As a sophomore in high school, I heard my name being called over the school-wide intercom. “Roleen Bell, please report to the library.” The library? Ok, this can’t be for anything too bad. I took my sweet time, casually strolling down the long halls of Carmel High School, gleefully avoiding Algebra. In my mind, this had to be something urgent if it took me out of class. I was equally perplexed and intrigued.
When I reached my destination, the school librarian gave me a huge smile. She sheepishly admitted that this was not an emergency, but she did have a favor to ask me. “Your mom is an English teacher, right? Do you think she has any books she can donate to our library for our Black History Month display?” I realized that it was January 30th, a couple of days before February. With an internal eye-roll, I contemplated giving her a snarky response. Instead, I politely smiled back and told her I would ask my mother that evening.
That was the first time since I’d lived in Carmel that any teacher had mentioned Black History Month. Everything I learned about my African-American culture was taught to me by my parents.
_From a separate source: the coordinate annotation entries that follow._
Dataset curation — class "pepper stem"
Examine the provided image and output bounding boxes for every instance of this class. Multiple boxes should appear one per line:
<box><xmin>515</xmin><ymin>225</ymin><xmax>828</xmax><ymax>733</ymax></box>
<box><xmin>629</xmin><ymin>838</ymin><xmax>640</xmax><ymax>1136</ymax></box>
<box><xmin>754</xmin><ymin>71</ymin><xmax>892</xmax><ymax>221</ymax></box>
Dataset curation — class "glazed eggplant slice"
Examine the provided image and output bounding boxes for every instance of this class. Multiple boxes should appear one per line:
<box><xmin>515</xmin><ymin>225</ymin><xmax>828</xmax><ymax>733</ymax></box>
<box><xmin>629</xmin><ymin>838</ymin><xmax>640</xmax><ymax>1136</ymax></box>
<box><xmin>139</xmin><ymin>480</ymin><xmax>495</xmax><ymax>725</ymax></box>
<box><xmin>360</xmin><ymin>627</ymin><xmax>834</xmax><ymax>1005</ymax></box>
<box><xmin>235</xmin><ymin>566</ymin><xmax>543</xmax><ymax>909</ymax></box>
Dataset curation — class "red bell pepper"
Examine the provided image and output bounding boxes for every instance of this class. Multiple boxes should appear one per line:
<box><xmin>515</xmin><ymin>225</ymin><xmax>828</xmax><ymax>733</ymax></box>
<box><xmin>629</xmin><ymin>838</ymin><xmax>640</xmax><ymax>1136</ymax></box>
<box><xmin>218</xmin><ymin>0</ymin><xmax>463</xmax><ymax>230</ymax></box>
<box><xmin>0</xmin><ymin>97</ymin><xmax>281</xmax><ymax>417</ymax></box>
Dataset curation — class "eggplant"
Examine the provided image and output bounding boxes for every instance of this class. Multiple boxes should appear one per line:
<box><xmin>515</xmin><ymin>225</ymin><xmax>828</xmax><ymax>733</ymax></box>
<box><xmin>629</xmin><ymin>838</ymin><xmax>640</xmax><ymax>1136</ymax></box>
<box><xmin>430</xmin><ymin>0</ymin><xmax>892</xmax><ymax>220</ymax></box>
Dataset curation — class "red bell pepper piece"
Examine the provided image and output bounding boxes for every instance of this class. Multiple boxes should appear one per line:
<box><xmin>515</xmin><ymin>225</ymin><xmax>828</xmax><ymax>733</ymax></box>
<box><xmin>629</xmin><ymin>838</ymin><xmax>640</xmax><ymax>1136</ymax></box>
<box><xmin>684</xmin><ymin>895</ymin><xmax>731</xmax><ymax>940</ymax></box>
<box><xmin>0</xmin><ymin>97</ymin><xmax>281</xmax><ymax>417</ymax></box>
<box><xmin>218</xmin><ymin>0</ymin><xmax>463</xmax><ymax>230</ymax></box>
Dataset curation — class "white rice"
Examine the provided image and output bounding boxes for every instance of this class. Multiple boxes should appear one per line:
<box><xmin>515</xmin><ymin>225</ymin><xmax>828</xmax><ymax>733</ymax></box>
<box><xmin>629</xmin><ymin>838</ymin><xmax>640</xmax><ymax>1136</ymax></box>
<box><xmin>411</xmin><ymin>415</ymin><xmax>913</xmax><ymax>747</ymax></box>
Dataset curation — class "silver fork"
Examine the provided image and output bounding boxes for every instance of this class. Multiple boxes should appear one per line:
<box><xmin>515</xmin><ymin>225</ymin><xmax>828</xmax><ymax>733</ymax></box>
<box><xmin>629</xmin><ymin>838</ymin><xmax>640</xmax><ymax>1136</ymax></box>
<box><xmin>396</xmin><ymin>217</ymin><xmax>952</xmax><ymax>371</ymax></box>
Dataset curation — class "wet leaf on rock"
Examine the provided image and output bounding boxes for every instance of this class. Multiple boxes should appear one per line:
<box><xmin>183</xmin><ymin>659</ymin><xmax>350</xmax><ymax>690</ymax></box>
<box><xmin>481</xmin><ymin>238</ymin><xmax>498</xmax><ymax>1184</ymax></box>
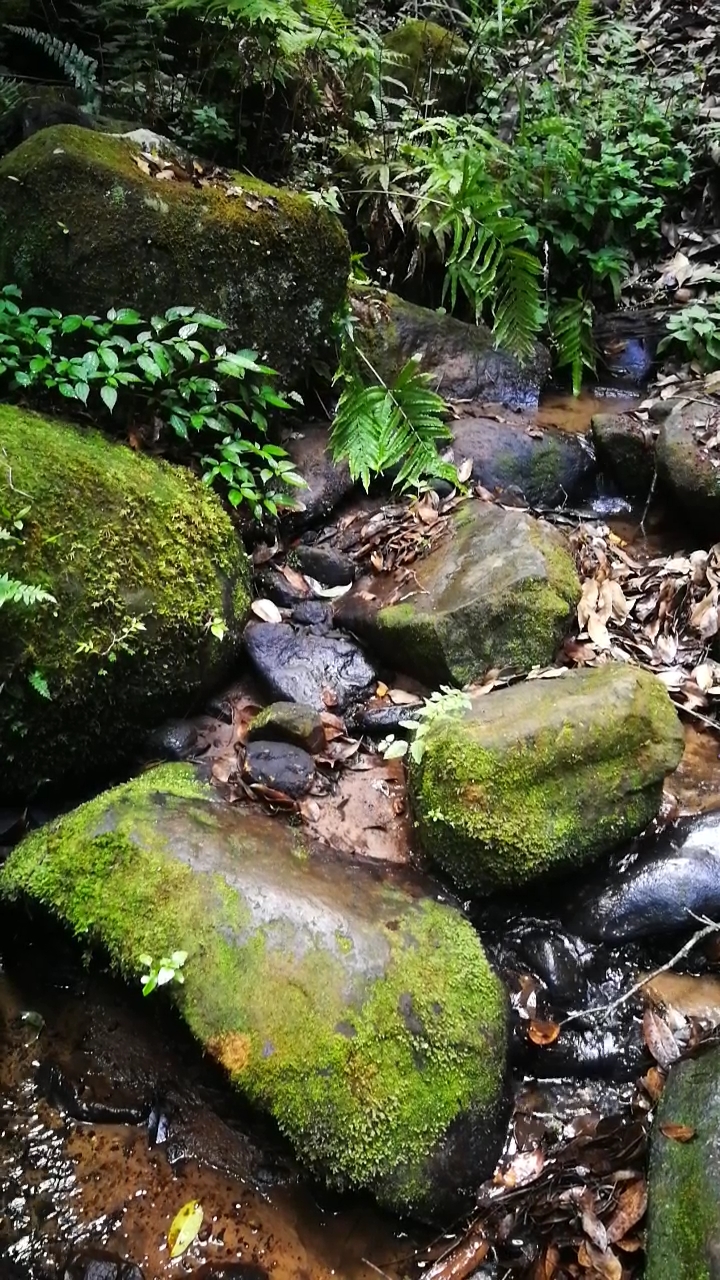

My mother is a role-model educator, and my father (a pastor and counselor) was a lifetime learner. They kept our home library filled with various books of all cultures. I had designated books to read as a supplement to the Caucasian-centered curriculum I received at Carmel High School. Every time I read, I got lost in the rich history of my ancestors. What strength, courage, and wisdom they had. I was in awe.
My parents both instilled pride in me and I walked around our suburbia bubble with my little brown chin tilted toward the sky. I, admittedly, had a charmed childhood and I appreciate the benefits of my upbringing. My memories from Carmel are those of joy and friendship; however, I was black in an all-white world and no one ever talked about race. Sure, we talked about slavery and segregation, but that’s where it ended. I knew there was so much more to Black history, and I wished everyone else knew too.
Now, entering my eleventh year as a teacher, I proudly look back at the diverse curriculum my students have learned. I celebrate all races, all year long. February will always be dear to my heart, though. In a country where black people are rarely celebrated, this month sheds light on the contributions of African-Americans in history. I teach in an urban setting, and my class this year is all black. My impact with students of any color would be great, but I feel an intense sense of duty to this particular class.
My students and I are Black History in the making.
I see the pride in my students’ eyes when we learn about accomplishments made by people who look like them. I see the same pride in my eight-year-old daughter’s eyes when she reads about Rosetta Tharpe, Angela Davis, and Misty Copeland. These women look like us, and they are celebrated. Little brown eyes learn about these journeys and realize that their dreams can also come true.
I’ve come a long way from that long walk down to my high school library. I create my own cultural displays, and I don’t limit them to February. Even still, this month makes me feel celebrated; I want my students and children at home to feel the same sense of pride. They are black history. I am black history.